Decisão: NEGADO PROVIMENTO.
Área Temática: DIR CIV - DIR OBG. DIR PROC CIV - PROC EXEC.
Legislação Nacional:
Sumário : I - A caução tem por finalidade garantir de modo especial o cumprimento de uma obrigação, no caso de execução o do pagamento da quantia exequenda e do mais que por essa via for devido, pondo o exequente a coberto da demora do seguimento do processo executivo.
II - Para que seja eficaz há-de ser idónea e suficiente (artigos 623 e seguintes do CCIV).
III - O valor do crédito a garantir e a natureza e o valor dos bens oferecidos em depósito, penhor ou hipoteca, e o da fiança bancária, constituem manifestamente matéria de facto.

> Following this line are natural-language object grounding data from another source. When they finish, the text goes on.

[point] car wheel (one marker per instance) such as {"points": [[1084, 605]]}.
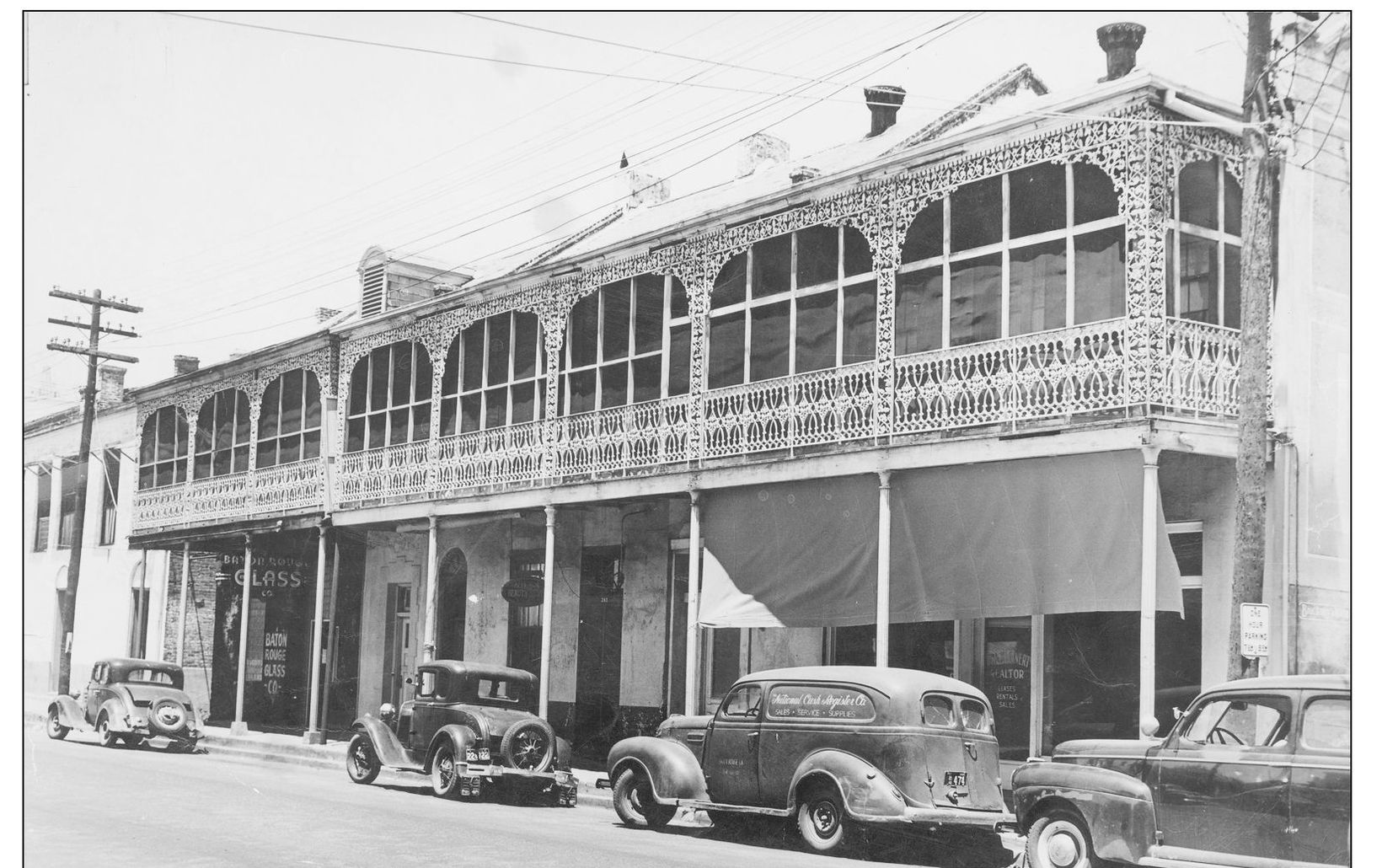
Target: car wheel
{"points": [[103, 727], [635, 803], [820, 817], [1060, 841], [54, 726], [445, 777], [361, 760], [529, 744]]}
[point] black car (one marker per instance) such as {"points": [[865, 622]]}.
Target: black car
{"points": [[1255, 773], [472, 729]]}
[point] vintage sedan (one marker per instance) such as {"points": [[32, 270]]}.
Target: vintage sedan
{"points": [[129, 701], [472, 729], [837, 748], [1256, 773]]}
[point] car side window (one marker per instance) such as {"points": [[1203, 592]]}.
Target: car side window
{"points": [[742, 704], [1250, 721], [1327, 723]]}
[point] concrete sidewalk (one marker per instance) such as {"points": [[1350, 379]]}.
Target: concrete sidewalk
{"points": [[278, 748]]}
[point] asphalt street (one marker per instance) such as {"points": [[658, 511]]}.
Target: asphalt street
{"points": [[84, 805]]}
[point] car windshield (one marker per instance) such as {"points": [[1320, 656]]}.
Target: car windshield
{"points": [[151, 676]]}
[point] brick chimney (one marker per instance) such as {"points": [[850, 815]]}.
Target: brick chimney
{"points": [[110, 384], [1120, 43], [760, 149], [883, 101]]}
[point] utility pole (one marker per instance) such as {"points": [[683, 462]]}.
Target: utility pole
{"points": [[92, 353], [1250, 516]]}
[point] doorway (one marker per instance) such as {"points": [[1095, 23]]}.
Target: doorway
{"points": [[598, 650], [399, 640]]}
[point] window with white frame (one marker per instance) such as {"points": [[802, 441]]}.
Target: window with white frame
{"points": [[494, 375], [790, 304], [1204, 246], [222, 436], [626, 343], [291, 419], [163, 448], [1030, 250], [390, 397]]}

IV - A idoneidade ou propriedade da caução oferecida, por seu turno, constitui matéria de direito.
V - Discordando o recorrente dos valores atribuídos aos bens e ao crédito a garantir, porque a iniciativa e o impulso processual incumbem às partes, compete-lhe pedir que os bens oferecidos sejam sujeitos a avaliação (artigos 302 e 568, do CPC) ou levantar a questão da actualização dos respectivos valores para o momento da discussão (artigos
506 e 663 do mesmo código).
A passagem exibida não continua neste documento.